Re: Very slow scp performance comparing to Linux [dd to /dev/null shows substantial FreeBSD vs. Ubuntu differences for bs=1k (or 1K) and bs=512]

From: Mark Millard <marklmi_at_yahoo.com>
Date: Thu, 31 Aug 2023 02:17:58 UTC
On Aug 30, 2023, at 18:45, Mark Saad <nonesuch@longcount.org> wrote:

> All
>  Why not take scp out of the picture and try iperf?
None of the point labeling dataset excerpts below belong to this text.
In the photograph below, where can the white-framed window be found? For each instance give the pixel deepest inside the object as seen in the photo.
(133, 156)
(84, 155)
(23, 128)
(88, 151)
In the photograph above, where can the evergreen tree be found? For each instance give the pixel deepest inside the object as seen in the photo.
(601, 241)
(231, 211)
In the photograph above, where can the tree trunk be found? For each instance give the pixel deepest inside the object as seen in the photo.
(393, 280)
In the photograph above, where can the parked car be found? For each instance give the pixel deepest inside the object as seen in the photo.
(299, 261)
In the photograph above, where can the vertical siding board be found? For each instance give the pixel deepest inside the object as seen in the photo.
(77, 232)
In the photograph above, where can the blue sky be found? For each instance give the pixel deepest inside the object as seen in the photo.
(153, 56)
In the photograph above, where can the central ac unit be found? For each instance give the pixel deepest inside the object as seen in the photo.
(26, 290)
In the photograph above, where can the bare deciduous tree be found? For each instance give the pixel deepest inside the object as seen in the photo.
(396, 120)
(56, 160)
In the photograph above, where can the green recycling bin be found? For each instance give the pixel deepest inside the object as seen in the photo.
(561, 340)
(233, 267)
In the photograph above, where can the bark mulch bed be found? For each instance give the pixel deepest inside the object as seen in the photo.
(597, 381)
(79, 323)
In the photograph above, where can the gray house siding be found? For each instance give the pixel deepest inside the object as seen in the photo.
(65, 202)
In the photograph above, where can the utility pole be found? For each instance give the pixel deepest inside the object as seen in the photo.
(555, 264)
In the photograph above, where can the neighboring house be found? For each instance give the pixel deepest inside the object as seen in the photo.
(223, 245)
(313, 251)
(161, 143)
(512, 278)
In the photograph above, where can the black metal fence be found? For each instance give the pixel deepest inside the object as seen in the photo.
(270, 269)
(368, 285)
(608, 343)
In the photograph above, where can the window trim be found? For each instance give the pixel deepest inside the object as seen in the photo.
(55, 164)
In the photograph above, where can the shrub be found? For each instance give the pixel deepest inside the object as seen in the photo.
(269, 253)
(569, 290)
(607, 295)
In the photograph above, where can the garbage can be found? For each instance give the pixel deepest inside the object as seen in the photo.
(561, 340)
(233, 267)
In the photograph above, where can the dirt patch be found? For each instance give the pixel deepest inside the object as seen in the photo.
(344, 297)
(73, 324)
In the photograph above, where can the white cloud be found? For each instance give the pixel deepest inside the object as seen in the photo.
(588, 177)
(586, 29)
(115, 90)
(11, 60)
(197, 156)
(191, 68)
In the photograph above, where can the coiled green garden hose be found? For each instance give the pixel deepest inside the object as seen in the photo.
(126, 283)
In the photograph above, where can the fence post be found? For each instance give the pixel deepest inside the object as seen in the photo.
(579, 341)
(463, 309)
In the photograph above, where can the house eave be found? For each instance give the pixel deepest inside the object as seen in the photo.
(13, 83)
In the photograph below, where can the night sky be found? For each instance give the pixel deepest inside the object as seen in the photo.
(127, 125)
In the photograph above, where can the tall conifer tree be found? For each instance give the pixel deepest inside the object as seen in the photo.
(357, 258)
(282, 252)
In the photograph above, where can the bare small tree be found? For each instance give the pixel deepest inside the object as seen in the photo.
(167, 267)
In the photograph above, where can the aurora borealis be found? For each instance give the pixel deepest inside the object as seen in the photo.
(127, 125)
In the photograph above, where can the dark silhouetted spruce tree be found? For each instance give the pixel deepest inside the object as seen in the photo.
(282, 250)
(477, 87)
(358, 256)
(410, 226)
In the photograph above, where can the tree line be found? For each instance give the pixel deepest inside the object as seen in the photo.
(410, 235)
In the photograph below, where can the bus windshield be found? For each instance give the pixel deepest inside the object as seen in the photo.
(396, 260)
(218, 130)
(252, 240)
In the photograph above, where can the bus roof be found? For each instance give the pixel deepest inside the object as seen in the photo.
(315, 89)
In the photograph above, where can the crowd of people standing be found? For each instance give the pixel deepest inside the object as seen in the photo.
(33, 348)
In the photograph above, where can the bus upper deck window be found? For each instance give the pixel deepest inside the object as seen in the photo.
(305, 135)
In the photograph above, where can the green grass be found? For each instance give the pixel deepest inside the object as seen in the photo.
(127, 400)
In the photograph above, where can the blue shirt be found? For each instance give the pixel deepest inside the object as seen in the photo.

Why , we could be looking at rss by default in Linux .

The explorations with ???@localhost:/dev/null and with dd suggest
non-networking issues are a significant contributor to the data
rate differences being observed on FreeBSD vs. Ubuntu 22.04.3
--including when no networking is involved at all.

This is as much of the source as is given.